Hello, everyone! I'm pretty new here, but for the past couple of weeks, I've been delving into Meltano and the SDK. At work, we're creating a tap, and while we've managed to make it perform its intended function, I've encountered a few issues and have some questions about our approach.
Our ultimate goal is to load data from an Excel file into Snowflake. This extractor is making calls to an endpoint to retrieve an object with data from a series of hosted files. With this data, we then call another endpoint, using the most recent record of a specific file name (an Excel file).

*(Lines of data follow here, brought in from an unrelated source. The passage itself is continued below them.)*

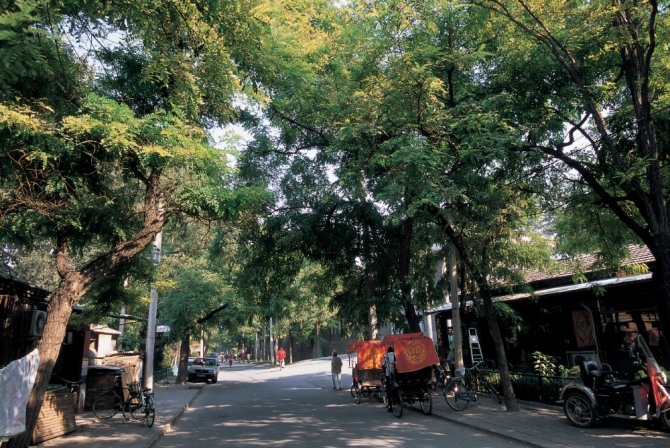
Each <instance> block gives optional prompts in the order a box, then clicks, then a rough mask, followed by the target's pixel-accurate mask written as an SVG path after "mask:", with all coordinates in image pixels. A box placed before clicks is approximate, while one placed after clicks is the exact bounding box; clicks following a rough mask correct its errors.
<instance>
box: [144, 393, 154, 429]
mask: <svg viewBox="0 0 670 448" xmlns="http://www.w3.org/2000/svg"><path fill="white" fill-rule="evenodd" d="M145 417H146V422H147V426H148V427H149V428H151V427H152V426H153V425H154V420H156V406H155V405H154V397H153V395H147V396H146V413H145Z"/></svg>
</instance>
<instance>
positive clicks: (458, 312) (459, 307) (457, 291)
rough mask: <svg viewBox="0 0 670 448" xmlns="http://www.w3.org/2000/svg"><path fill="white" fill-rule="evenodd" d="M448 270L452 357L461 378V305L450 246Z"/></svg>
mask: <svg viewBox="0 0 670 448" xmlns="http://www.w3.org/2000/svg"><path fill="white" fill-rule="evenodd" d="M447 269H448V270H449V298H450V299H451V328H452V329H453V332H454V347H453V348H454V355H456V359H455V360H454V364H455V369H454V370H455V372H454V373H455V374H456V376H463V375H464V374H465V367H464V365H463V332H462V331H461V305H460V297H459V296H458V264H457V263H456V248H455V247H454V245H453V244H452V245H451V247H450V248H449V261H448V263H447Z"/></svg>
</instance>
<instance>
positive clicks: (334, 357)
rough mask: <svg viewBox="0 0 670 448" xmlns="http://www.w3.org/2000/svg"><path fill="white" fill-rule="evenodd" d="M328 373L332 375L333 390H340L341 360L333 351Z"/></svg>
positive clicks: (341, 368) (336, 354)
mask: <svg viewBox="0 0 670 448" xmlns="http://www.w3.org/2000/svg"><path fill="white" fill-rule="evenodd" d="M330 373H331V374H332V375H333V389H336V390H342V385H341V382H342V360H341V359H340V357H339V356H337V351H336V350H333V359H332V360H331V361H330Z"/></svg>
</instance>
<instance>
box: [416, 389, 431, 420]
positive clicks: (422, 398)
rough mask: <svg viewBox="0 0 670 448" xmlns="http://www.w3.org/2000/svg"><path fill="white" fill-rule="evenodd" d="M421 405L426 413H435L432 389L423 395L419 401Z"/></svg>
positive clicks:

Firstly, how would you go about it? Would you opt for two streams or just one? My other question is this: if you were to implement a dynamic schema discovery function, how would you handle it?
Currently, our working version employs only one stream, and the schema discovery is managed by a dedicated schema function. This function retrieves data from the API and infers the schema, based on the response received(The transformed contents of the excel file).
Lastly, and my current issue, the schema discovery function works, but only when it's cached. Otherwise, it gets 'stuck' and fails to complete the job. As a newcomer, my debugging skills are limited, and I'm finding it challenging to comprehend this behaviour (the caching was merely my intuition, without fully grasping what might be happening). Can someone kindly explain to me what could be causing this issue? Or perhaps pointing me to where I could start debugging it?
While it's currently working as expected, I'm a bit concerned about potential surprises down the road. Thank you for all the sharing; it has already been immensely helpful to me. :) Have a great day!